Slashdot Mirror

← Back to Stories (view on slashdot.org)

Ask Slashdot: Protecting Home Computers From Guests?

Posted by timothy on from the quick-name-an-os-that's-never-been-compromised dept.

An anonymous reader writes "We frequently have guests in our home who ask to use our computer for various reasons such as checking their email or showing us websites. We are happy to oblige, but the problem is many of these guests have high risk computing habits and have more than once infested one of our computers with malware, despite having antivirus and the usual computer security precautions. We have tried using a Linux boot CD but usually get funny looks or confused users. We've thought about buying an iPad for guests to use, but decided it wasn't right to knowingly let others use a computing platform that may have been compromised. What tips do you have to overcome this problem, technologically or otherwise?"

7 of 572 comments (clear)

  1. Boot to the guest account by AlphaBit · · Score: 5, Informative

    The media PC in my living room boots directly into the Guest account. Under the guest account I can USE almost all the programs I have installed seamlessly. There are some minor issues with software updates, XBOX controllers, and a complete inability to configure network settings, but that's about it. If I need to do anything that requires more rights I can deal with the UAC prompts that show up or simply log out and back in as an admin.

    I know it's not flawless but I still feel pretty comfortable letting my tech savvy (e.g. dangerous) friends stay over unattended. It wouldn't hold up to anyone seriously determined to break the security but they have access to the physical machine and can't really be stopped anyway.

  2. Re:Virtual Machine by Erioll · · Score: 5, Informative

    I agree. Fullscreen the VM, and they'll probably never even know that they weren't using your "actual" PC.

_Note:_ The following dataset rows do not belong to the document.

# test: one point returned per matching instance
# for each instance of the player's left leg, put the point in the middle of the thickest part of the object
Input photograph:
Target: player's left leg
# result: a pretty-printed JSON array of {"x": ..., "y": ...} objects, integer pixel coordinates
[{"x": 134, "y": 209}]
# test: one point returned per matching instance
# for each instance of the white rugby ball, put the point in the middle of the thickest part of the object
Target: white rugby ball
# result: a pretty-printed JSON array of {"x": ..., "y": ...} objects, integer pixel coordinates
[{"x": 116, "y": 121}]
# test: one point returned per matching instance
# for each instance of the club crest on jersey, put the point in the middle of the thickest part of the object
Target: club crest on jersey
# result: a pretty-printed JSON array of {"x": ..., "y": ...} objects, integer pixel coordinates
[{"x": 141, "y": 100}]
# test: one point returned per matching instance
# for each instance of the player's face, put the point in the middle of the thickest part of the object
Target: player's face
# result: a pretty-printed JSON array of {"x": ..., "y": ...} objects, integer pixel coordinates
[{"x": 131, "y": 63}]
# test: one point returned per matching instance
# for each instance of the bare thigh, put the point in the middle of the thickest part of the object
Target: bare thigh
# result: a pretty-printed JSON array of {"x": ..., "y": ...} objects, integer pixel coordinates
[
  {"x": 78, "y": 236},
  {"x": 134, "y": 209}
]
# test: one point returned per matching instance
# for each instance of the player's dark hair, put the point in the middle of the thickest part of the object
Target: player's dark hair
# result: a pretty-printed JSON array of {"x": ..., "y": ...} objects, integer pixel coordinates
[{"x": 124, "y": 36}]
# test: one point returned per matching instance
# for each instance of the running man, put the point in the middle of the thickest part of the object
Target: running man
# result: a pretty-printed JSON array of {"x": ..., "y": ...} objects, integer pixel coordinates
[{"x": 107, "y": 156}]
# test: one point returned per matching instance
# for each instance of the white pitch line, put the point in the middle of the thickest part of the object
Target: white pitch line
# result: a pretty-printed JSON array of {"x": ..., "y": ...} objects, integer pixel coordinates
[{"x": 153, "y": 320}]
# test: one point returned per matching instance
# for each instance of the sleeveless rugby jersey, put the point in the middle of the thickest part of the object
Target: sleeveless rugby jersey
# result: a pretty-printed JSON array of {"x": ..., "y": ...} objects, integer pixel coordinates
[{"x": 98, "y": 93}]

  3. Re:Hey, I'm lazy too! by gagol · · Score: 4, Informative

    Solutions evolve with time, in order for Google to index relevant pages, we have to create content. That is happening as we speak!

    --
    Tomorrow is another day...
  4. Re:Virtual Machine by steveg · · Score: 4, Informative

    Why go to all the trouble of reverting the snapshot?

    Just set the disk to "non-persistent" and nothing they do will modify the system. Each time the VM is restarted it's back to its default state.

    I don't have any experience with VirtualBox, but with VMware include a line something like this in the .vmx file:

    ide0:0.mode = "independent-nonpersistent"

    When you want to make changes, shut down the VM and change that line to:

    ide0:0.mode = "persistent"

    then change it back when it's the way you want it.

    I'm sure VirtualBox has something similar.

    --
    Ignorance killed the cat. Curiosity was framed.
  5. Guest account on a Mac is perfect for this by DavidinAla · · Score: 4, Informative

    If you have a Mac, there's a standard user account called Guest. This account has privileges to do normal user things, but can't install apps or make other changes to the computer. (And the account has no access to other users' data.) No matter what the guest user does in that account, it can't hurt you —and the entire Guest account is in a fresh state each time you log in to it. It's designed exactly for something such as this, and it works very, very well in real use.

  6. Re:Guest wifi... by immaterial · · Score: 5, Informative

    Windows may be a problem here, but the built-in guest account on OS X is perfect for this purpose. Enable it, and guests can log in the guest account (no password), which acts like a standard user account (they have full access to the browser and any other globally-installed apps) except that at logout, the entire account is wiped clean. Since your guests don't have administrator access to your computer they can't mess up anything outside the guest account, and anything they do inside that account is automatically cleaned up for you when they're done.

  7. Re:Virtual Machine by dissy · · Score: 4, Informative

    For VirtualBox, the method I use is slightly different but gives similar results in the end.
    This must be done from the command line with the vboxmanage.exe tool, I'm not aware of a GUI way to do it.

    I have a 'template' VM with fully setup windows and configured how I want it.
    Then I make a new 'guest' VM (from scratch) and copy the template disk image to a new name (cloned, from virtual media manager), from template.vdi to guestbox.vdi, and then I use a command line tool to set the new disk image immutable, so it can not be changed again.

    vboxmanage modifyhd whereever/guestbox.vdi --type immutable

    Then point the guest vm to the guestbox.vdi image under settings -> storage.

    Each time the VM boots, disk writes go into a seperate copy-on-write file, which gets deleted once the VM is powered down. A "revert" action takes as long as a delete command unlinking an inode.

    When I need to make updates, I do that in my template vm, then copy over the vdi setting it immutable again. Copy the new guest image over the old one, and the VM is updated.